In re Darien S.

Connecticut Appellate Court

82 Conn. App. 169 (2004)

March 23, 2004

 

In an issue of first impression, the Connecticut Appellate Court, in In re Darien S., thoughtfully affirmed the trial court’s decision to approve the state Department of Children and Families’ (“DCF”) “permanency plan” for a committed juvenile delinquent’s future placement. Specifically, the appellate court ruled that although Conn. Gen. Stat. § 46b-141(d) affords the delinquent juvenile a right to a hearing on the permanency plan, Connecticut law does not require the commissioner to present specific evidence of a “compelling need” for continued commitment of the delinquent during that hearing. The permanency hearing should be about the future plans of the juvenile. The hearing is not — as the petitioner argued — an opportunity for review of the juvenile’s previous commitment, or immediate revocation of the commitment to the DCF commissioner.

The court initially reviewed the history of the rationale behind the amendments § 46b-121, as Connecticut is one of only six states that have adopted permanency planning for delinquentchildren. As a result, a thorough review of the federal permanency planning statute for neglected children, 42. U.S.C. § 657(5)(C), is undertaken with the understanding that its analogous provisions would shed some light on the permanency planning procedure for delinquent children.
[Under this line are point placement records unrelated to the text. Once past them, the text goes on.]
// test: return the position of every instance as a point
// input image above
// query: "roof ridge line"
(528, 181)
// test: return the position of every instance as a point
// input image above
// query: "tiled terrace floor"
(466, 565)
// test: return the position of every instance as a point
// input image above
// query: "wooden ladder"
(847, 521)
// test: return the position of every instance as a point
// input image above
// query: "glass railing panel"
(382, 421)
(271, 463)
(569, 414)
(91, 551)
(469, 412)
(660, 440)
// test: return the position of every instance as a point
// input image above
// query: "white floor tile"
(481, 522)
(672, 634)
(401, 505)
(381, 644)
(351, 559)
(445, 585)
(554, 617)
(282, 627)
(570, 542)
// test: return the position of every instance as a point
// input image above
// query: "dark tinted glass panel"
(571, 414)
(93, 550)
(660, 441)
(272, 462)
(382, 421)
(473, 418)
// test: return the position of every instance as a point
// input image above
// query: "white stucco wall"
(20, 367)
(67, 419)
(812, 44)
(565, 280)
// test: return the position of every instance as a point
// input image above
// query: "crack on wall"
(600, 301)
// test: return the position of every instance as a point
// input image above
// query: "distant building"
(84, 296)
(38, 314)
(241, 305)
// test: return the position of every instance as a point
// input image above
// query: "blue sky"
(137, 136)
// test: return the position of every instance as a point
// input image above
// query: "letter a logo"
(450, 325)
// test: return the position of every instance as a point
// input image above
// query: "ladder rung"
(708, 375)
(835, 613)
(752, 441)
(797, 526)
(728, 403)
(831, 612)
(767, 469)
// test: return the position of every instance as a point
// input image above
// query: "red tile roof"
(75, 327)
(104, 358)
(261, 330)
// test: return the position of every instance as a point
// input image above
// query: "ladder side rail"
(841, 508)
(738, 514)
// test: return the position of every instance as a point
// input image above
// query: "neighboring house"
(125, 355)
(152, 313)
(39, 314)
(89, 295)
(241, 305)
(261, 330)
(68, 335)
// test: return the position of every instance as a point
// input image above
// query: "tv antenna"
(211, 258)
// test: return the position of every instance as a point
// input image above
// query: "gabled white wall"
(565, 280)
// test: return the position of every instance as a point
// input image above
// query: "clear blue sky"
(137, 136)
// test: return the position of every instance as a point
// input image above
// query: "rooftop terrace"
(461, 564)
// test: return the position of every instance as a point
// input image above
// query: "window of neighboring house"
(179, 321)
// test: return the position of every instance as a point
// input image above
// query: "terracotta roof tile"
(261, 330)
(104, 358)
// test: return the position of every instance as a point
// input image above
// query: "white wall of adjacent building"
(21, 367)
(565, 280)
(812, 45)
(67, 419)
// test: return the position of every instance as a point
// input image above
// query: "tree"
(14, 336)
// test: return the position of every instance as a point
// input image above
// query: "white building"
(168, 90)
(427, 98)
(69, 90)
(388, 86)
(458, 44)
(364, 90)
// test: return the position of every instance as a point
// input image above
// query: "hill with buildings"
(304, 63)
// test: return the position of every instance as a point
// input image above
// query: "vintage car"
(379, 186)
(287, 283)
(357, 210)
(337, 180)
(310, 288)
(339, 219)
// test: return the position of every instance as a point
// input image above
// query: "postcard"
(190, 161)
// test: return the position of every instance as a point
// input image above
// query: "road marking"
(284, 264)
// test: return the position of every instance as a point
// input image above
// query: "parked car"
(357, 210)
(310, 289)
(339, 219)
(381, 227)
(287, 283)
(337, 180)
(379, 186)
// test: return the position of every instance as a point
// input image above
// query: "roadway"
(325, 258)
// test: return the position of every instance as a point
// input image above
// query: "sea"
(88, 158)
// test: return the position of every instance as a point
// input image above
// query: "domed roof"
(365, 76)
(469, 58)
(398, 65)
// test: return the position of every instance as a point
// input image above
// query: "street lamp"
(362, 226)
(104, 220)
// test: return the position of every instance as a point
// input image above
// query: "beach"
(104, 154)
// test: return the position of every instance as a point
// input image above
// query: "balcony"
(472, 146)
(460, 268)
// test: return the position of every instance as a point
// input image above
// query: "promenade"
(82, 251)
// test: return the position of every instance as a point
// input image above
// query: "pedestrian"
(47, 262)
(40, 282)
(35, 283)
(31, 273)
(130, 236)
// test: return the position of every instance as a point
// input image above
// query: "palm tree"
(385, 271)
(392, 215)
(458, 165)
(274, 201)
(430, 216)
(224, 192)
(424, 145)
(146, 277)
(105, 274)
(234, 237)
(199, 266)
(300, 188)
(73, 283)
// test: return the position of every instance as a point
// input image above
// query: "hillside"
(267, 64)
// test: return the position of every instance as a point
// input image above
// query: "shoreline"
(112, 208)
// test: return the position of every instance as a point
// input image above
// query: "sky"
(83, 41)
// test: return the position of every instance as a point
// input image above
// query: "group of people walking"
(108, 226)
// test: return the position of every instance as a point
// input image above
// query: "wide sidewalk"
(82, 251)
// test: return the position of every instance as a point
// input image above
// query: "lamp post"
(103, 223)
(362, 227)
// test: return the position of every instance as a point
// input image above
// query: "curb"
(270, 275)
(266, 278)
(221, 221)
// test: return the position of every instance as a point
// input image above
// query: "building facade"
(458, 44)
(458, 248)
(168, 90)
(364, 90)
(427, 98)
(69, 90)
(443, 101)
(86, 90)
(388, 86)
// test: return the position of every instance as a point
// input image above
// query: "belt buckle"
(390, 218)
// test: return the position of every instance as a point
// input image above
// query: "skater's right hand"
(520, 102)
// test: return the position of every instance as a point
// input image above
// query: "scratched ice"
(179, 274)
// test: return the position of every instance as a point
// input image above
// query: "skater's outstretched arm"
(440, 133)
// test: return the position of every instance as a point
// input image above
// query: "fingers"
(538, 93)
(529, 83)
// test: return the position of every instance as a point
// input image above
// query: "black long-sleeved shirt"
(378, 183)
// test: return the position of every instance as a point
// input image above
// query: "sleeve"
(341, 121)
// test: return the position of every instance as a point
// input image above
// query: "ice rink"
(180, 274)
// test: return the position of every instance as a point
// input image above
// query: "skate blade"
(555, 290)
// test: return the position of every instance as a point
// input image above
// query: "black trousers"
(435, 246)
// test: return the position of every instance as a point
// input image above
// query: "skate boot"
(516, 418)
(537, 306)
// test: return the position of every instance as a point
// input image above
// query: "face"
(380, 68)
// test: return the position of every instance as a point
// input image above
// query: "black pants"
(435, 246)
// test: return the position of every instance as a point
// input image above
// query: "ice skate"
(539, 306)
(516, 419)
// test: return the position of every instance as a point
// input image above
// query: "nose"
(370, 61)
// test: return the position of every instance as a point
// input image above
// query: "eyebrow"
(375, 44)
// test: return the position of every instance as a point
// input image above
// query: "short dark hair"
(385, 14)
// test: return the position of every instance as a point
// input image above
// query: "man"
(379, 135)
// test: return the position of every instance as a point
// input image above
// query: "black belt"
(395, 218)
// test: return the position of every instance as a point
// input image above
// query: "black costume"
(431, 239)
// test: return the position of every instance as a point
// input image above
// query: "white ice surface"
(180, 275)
The court noted that the juvenile respondent did not raise issue of fact on appeal (i.e. violation of court order, interference with and assault of police officer, assault on commission personnel) that led to his commitment to DCF custody. There was also no argument between the parties about the juvenile’s right to have a hearing on the permanency plan. Instead, the appeal focused on the subject matter of that hearing. Specifically, the respondent’s main argument was that the DCF commissioner is obligated to provide specific evidence during this hearing of a compelling need for the juvenile’s continued commitment.

In its legal analysis, the court first endeavored to delve into the murky waters of “established principles of statutory interpretation.” Under the infamous State v. Courchesne, 262 Conn. 537 (2003) analysis, the overwhelming evidence indicated that the statute on its face, as well as the legislative intent, pointed to an interpretation of “future status” for permanency planning, as opposed to an interpretation that mandates an additional review of previously imposed delinquency commitment.

The appellate court further held that the statute does not require a full evidentiary hearing on the existing commitment at this permanency hearing. The appellate court affirmed the lower court’s decision to approve the permanency plan’s “goal of revocation of commitment and placement of the [juvenile’ with the mother . . . . .” Although respondent also argued that the trial court’s approval of this permanency plan violated his federal and state constitutional rights to a fair hearing, the appellate court considered and dismissed these constitutional arguments. Specifically, the court ruled that §46(b)-141(d) allows the juvenile the due process right to a hearing with respect to the permanency plan (here, of reunification with his mother) but this hearing should not be used as a chance to review the juvenile’s existing commitment to DCF.